After the algorithm discover what people are searching for, it simply displays the number of searches stored in database, as well as the hit count for how many searches were maded.

The deploy

I expected the deployment to be a little more difficult because it would require not only the deployment of Rails and Postgres, but also Redis and Elasticsearch. Finally, everything works smoothly in my Dokku server, and the most difficult part was configuring Sidekiq. So, here are some issues I encountered:

  1. 1. Stimulus controllers were not being bundled. It take a time to figure out that even though I was using importmap for javascript, my javascript configuration file was not acting the right way. It's simply a matter of following the manual installation instructions for Stimulus.
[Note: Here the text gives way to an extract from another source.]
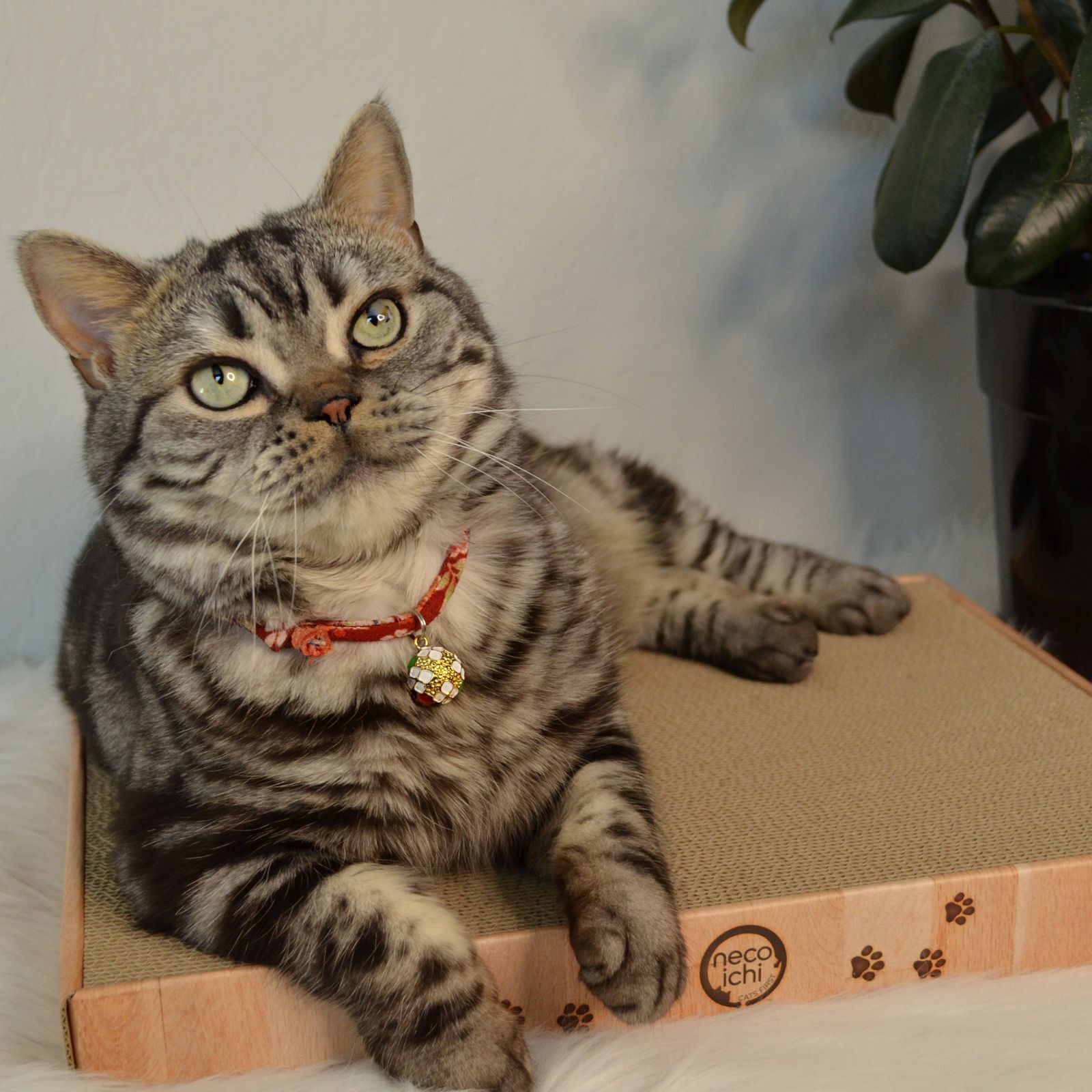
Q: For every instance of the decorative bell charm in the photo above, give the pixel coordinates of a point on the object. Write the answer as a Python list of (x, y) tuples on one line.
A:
[(436, 674)]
  2. 2. Sidekiq requires extensive configuration to run in a Dokku environment. Fortunately, there is a step-by-step tutorial available here.

  3. 3. Because this is my first subdomain project stored in my domain, I've had trouble configuring DNS to discover the project. The solution was to migrate my DNS configurations to Digital Ocean and follow this tutorial.

This was one of the most challeging projects that I worked on, and I was pleased with the results. But if you have any consideration about my logic or code here, please let me know; I really need this feedback to grow as a developer. And let's improve one line of code at a time.